A new report examining the state of FinTech across the globe suggests that while FinTech investment is in a fairly healthy state, public market performance will present future challenges both for investors and startups.
The Pulse of Fintech, a quarterly report produced as a joint venture between KPMG and CB Insights, noted that FinTech companies in North America raised $1.8 billion in Q1 2016 — but that number is still well under the $2.7 billion high reached in Q3 2015. Corporate participation in deals to North American FinTech companies rose for the second straight quarter and hit a 5-quarter high at 26 percent.
“Global VC investment into the technology sector may be experiencing a bit of a pause, however FinTech, propelled by some very large mega-rounds, has proven to be an exception to the rule,” said Warren Mead, Global co-leader of FinTech at KPMG International. “Investors are putting money into FinTech companies all over the world — from the traditional strongholds of China, the US and the UK — to up and coming FinTech hubs like Singapore, Australia and Ireland.”

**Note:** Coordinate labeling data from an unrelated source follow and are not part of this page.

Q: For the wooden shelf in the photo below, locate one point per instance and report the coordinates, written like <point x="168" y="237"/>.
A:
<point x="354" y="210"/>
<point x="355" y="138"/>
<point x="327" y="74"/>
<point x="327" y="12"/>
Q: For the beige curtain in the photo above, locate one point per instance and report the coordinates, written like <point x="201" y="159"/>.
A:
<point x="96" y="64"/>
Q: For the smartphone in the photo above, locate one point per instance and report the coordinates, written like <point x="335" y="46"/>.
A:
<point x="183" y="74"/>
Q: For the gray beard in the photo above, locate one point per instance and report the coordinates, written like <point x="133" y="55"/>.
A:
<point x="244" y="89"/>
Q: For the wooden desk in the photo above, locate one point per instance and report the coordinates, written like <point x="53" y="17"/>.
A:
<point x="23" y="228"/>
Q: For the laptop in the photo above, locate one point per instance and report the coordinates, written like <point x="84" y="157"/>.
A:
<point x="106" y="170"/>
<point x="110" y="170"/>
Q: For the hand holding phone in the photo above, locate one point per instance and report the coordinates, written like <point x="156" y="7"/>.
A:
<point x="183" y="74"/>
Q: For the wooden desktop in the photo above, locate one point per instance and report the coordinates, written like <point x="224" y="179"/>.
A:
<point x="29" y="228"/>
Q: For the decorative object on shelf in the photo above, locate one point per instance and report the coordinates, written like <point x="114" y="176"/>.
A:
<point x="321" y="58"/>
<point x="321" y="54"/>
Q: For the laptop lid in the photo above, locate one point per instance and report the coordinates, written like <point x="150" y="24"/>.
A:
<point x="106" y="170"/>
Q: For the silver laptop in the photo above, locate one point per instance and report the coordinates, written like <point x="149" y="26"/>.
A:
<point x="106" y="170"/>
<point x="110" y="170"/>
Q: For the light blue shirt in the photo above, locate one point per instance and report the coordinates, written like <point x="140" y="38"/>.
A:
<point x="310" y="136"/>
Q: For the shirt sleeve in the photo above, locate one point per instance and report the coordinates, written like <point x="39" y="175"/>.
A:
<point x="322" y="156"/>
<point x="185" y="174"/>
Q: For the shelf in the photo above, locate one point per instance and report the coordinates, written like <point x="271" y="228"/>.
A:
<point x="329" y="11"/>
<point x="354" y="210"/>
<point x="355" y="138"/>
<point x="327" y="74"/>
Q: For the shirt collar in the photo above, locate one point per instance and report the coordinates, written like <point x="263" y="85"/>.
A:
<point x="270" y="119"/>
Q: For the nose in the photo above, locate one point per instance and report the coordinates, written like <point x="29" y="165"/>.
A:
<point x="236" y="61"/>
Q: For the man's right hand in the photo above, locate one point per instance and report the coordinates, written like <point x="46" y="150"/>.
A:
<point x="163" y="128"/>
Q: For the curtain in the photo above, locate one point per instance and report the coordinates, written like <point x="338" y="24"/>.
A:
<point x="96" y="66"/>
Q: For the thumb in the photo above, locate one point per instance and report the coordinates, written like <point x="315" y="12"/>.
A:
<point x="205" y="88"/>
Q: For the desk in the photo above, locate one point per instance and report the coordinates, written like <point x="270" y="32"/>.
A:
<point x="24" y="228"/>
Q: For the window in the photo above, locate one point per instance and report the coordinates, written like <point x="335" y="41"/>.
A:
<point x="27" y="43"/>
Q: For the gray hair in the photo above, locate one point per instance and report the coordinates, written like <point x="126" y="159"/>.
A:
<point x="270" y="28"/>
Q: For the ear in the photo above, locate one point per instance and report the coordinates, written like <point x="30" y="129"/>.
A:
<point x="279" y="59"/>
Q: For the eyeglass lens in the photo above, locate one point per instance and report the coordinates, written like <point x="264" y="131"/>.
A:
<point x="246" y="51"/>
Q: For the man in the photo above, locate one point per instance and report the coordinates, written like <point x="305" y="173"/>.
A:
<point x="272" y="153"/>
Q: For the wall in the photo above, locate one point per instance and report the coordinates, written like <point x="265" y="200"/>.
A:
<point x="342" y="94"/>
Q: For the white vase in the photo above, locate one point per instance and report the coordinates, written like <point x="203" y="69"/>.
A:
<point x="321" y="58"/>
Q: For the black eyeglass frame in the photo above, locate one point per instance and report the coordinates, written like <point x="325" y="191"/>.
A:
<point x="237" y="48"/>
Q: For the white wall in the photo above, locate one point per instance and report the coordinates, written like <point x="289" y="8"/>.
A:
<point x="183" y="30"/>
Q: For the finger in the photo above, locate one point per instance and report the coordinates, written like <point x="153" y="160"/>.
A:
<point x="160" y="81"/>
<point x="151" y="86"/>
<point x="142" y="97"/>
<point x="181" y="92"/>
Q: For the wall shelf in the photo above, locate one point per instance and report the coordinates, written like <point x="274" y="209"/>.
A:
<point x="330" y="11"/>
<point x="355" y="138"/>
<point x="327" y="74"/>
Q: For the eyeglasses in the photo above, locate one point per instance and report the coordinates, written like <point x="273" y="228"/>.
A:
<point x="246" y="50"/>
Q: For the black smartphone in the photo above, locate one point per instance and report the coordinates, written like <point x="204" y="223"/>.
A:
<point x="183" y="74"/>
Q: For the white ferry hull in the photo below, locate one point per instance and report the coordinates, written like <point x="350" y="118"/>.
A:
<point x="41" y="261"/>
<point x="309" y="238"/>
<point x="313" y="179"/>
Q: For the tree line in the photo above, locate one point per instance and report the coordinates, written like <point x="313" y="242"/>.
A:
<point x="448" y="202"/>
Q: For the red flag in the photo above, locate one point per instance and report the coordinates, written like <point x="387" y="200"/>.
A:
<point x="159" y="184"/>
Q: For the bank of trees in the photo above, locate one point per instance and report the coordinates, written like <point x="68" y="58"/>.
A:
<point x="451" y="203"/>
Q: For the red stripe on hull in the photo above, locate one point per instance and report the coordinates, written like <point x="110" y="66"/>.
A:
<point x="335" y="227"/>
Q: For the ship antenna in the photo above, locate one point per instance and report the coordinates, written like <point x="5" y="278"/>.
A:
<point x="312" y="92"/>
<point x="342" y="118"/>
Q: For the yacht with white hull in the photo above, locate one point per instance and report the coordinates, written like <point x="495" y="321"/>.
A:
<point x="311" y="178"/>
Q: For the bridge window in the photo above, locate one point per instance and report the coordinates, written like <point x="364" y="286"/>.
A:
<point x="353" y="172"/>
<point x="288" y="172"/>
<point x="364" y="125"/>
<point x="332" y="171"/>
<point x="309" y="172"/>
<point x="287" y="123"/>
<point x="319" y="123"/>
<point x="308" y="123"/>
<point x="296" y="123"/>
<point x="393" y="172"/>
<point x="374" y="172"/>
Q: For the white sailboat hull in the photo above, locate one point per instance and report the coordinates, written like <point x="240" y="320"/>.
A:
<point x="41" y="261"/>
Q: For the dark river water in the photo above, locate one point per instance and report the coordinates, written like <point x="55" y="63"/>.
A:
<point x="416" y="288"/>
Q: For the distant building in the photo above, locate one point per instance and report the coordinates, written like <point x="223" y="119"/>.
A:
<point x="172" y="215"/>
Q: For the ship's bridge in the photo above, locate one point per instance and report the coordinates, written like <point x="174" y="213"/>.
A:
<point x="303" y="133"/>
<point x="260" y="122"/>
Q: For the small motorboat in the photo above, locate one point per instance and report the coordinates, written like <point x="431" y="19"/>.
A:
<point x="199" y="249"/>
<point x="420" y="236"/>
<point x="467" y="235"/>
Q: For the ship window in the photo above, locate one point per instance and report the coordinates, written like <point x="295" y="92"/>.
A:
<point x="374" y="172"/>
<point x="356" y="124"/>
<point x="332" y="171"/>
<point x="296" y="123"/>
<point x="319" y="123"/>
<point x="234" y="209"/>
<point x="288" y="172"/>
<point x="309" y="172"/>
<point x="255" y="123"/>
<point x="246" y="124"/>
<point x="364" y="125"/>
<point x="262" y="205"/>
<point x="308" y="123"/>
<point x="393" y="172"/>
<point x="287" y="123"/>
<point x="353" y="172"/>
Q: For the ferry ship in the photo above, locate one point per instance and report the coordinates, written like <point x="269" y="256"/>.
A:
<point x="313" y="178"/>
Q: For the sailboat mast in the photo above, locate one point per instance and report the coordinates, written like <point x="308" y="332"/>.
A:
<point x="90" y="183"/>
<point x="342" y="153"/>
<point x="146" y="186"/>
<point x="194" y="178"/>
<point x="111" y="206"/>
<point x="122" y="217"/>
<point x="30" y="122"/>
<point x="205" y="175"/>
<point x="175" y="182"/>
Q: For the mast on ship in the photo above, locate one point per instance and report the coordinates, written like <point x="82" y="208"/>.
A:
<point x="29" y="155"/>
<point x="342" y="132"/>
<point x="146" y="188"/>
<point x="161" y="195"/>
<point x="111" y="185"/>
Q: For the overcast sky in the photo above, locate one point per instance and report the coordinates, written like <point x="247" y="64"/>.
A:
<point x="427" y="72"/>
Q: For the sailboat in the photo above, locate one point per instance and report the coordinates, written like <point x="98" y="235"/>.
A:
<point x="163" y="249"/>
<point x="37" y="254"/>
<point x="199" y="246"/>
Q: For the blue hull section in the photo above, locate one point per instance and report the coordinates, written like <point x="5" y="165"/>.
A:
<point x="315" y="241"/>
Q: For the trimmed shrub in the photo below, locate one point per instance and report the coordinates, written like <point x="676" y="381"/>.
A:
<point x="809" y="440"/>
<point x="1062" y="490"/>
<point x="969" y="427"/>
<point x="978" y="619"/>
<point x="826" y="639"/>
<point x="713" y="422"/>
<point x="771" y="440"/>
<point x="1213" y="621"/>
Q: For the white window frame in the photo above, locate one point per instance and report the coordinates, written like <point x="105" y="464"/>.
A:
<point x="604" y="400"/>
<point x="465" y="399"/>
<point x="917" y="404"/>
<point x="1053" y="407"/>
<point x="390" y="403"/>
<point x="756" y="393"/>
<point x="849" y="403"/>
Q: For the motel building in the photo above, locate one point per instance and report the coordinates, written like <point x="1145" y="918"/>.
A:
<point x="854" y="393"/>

The report said that North American public FinTech companies — particularly in the lending space — are struggling with share prices, and that consolidation in the space is likely over the next 12 months. At the same time, payments is no longer a key component of FinTech investment globally; there were few startups in the payments space during Q1 2016, which the report notes is likely due to market saturation and the success of companies like Square and Stripe. However, over the next 12 months, VC investment in robo-advisory is expected to grow, especially among corporate investors that want to embed the technology within their service offerings.
“While FinTech startups continue to attract large investment both in the US and abroad, and investors gravitate to areas yet untouched by much tech innovation including insurance, recent events and public market performance suggest that growth-stage FinTech fundraising will be harder to come by moving forward in 2016.” said Anand Sanwal, CEO at CB Insights.
Collaboration with banks and startups is also increasing globally. “The reality is the banks generally have three options when it comes to FinTech: build their own proprietary technology, acquire a relevant FinTech company in order to gain access to their technology, or partner with a FinTech company to identify and achieve synergies,” the report said.